A.A. 🙂 RACCONTA LA SUA ODISSEA GIUDIZIARIA
Questa è la mia storia, uscita sui giornali locali nell’ottobre 2008. Finalmente è finita: il tempo è galantuomo e la verità è tornata al suo posto. Il Giudice ha disposto di non doversi procedere.
Una famiglia che sta per rimanere… senza un tetto
“Abuso edilizio per totale difformità del titolo abilitativo su edificio sottoposto a vincolo di tutela architettonica”. Questa, in sintesi, l’accusa che nel 2003 mi sono vista piombare addosso da parte dell’Ufficio Tecnico del Comune di…, dopo aver recuperato tutti i tetti del mio casale di campagna. L’accusa è pesante, ma il fatto strano è che il casale non è mai stato gravato da alcun vincolo di tutela architettonica e l’abuso è stato accertato su un progetto giuntato con nastro adesivo.
L’Ufficio Urbanistica sospende i lavori ed emette ordinanza di demolizione di tutti i tetti di quella che ormai è diventata la casa della mia famiglia. Per il Comune, l’antico casale del 1600 dev’essere demolito di 40 cm, 2 metri e 2,20 metri! Non dando seguito alla demolizione, un articoletto avverte che la proprietà passerà gratuitamente al Comune.
Grande assente, l’amministrazione
Il reato è penale: finisco nei guai e grossi, mi oppongo con disapprovazione e profonda amarezza inviando varie note sia all’Ufficio Tecnico sia agli Amministratori, che non risponderanno mai! La preoccupazione, la paura, l’angoscia, la disperazione di una famiglia con tre ragazzi di 20, 14 e 10 anni il Comune la archivia nel fascicolo – elenco/promemoria “CAZZATE VARIE” – prot.8256/03. Alla richiesta degli atti che motivano l’Ordinanza di demolizione, l’Ufficio risponde: “Procedimenti mentali; Studio e accurati approfondimenti della legislazione vigente; questi atti non sono trasferibili“.

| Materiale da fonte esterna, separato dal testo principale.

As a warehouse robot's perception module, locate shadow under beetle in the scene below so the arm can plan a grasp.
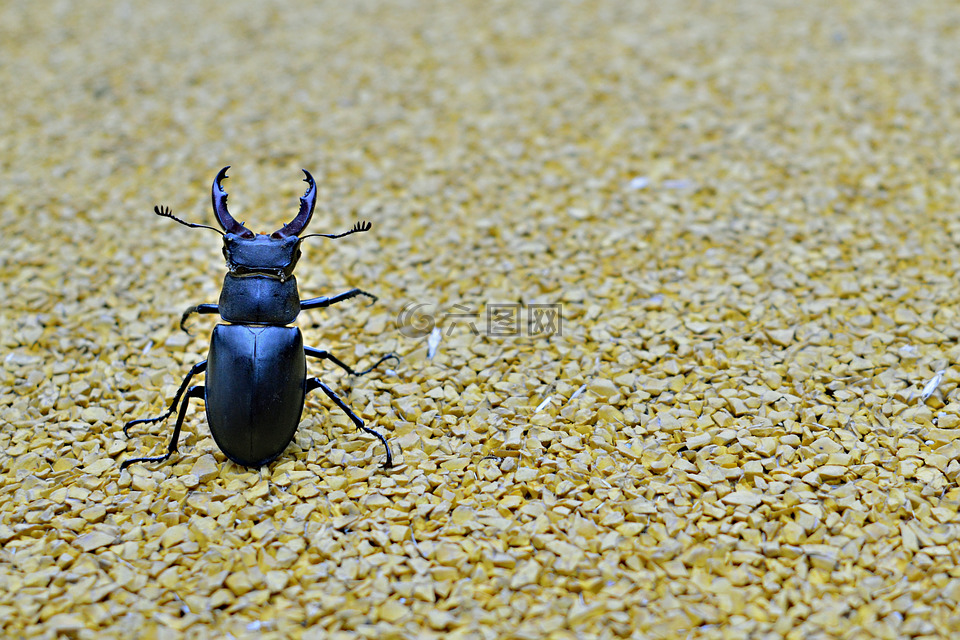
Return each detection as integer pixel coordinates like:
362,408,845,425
120,167,399,469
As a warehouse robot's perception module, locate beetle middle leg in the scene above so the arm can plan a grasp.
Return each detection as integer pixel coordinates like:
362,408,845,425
123,360,207,438
300,289,377,311
306,378,393,469
303,347,400,376
120,384,206,471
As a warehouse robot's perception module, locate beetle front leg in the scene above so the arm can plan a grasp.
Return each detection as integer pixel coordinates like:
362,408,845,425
300,289,377,311
306,378,393,469
303,347,400,376
180,303,220,335
123,360,207,438
120,384,206,471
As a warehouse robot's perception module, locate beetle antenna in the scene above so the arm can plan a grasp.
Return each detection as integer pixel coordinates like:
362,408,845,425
300,220,373,240
153,206,223,235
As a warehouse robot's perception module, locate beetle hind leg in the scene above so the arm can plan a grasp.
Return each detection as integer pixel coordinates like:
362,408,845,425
306,378,393,469
303,347,400,378
120,384,206,471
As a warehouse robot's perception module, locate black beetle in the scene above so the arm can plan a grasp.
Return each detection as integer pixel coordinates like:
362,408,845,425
120,167,399,469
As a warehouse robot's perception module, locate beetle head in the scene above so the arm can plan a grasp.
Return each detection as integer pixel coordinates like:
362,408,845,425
213,167,317,280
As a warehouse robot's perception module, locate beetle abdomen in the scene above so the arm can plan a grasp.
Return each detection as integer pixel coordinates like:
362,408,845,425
206,324,307,467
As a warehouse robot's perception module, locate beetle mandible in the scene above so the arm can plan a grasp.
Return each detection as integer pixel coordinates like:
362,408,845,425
120,166,399,469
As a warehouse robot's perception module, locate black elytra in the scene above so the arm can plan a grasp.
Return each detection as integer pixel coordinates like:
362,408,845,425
120,167,399,469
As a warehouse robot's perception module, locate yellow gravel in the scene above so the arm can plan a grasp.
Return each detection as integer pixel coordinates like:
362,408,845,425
0,0,960,640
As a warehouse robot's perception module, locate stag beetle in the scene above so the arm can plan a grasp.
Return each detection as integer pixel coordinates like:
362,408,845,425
120,167,399,469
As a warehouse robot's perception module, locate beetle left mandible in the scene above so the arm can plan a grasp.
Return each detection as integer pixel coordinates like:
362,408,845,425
120,167,399,469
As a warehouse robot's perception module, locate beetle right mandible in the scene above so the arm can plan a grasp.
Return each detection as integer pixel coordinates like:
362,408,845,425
120,167,399,469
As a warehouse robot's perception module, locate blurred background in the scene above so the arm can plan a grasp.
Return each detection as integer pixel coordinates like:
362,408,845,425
0,0,960,638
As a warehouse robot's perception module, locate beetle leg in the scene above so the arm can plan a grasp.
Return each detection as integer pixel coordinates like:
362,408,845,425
180,304,220,335
306,378,393,469
303,347,400,376
120,384,206,471
123,360,207,438
300,289,377,310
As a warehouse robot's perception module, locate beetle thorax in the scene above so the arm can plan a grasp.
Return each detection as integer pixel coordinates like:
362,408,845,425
223,233,300,280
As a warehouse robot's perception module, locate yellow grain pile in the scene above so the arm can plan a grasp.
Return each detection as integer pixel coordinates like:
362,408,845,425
0,0,960,640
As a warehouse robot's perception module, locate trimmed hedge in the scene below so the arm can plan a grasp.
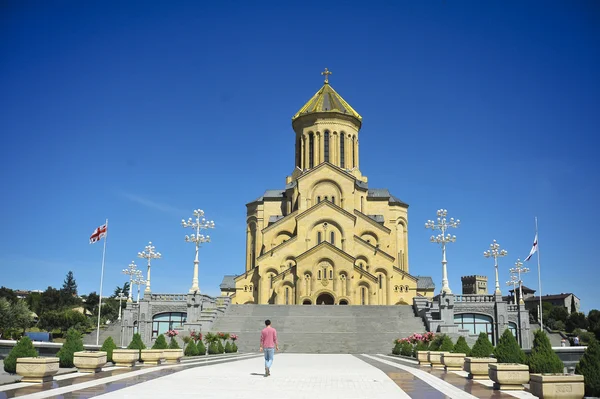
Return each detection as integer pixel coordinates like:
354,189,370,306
100,337,117,362
527,330,564,374
470,332,494,357
494,329,527,364
4,337,39,374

L’accusa penale arreca danni ingiusti e pesanti, come il dover restituire fondi comunitari e per l’Imprenditoria Femminile, 50mila € su due piedi! Il rovinare nella salute un uomo, un padre colpito da ictus 20 giorni dopo la definizione amministrativa della pratica, è stata una dolorosa conseguenza.
Cambio di destinazione, da agricolo a turistico
Con mio marito avevo acquistato, nel gennaio del 2001, l’azienda agricola, consistente in un rudere diroccato e in un uliveto secolare abbandonato, per realizzarne la nostra abitazione e avviare un agriturismo. Dopo un mese dall’acquisto, con il nuovo Piano Regolatore Generale (ora decaduto), una parte della mia proprietà, confinante con le terme, ha cambiato destinazione: da terreno agricolo è passato a zona per insediamenti turistico-ricettivi, con un indice altissimo di edificabilità: circa 8.700 metri cubi (quasi 30 villette da 100 metri quadri!).
Sei anni trascorsi nella paura e nell’angoscia, che contrasta con l’idea di lavorare, valorizzare il territorio, creare posti di lavoro, promuovere e far conoscere i luoghi dove sono nata a tutti e nel miglior dei modi. Un storiaccia, un quadretto politico comunale del ridente paese collinare. Un esito legale che ha portato la verità, che dovrebbe costringere qualche professionista e qualche politico a chiedere scusa. E magari a vergognarsi.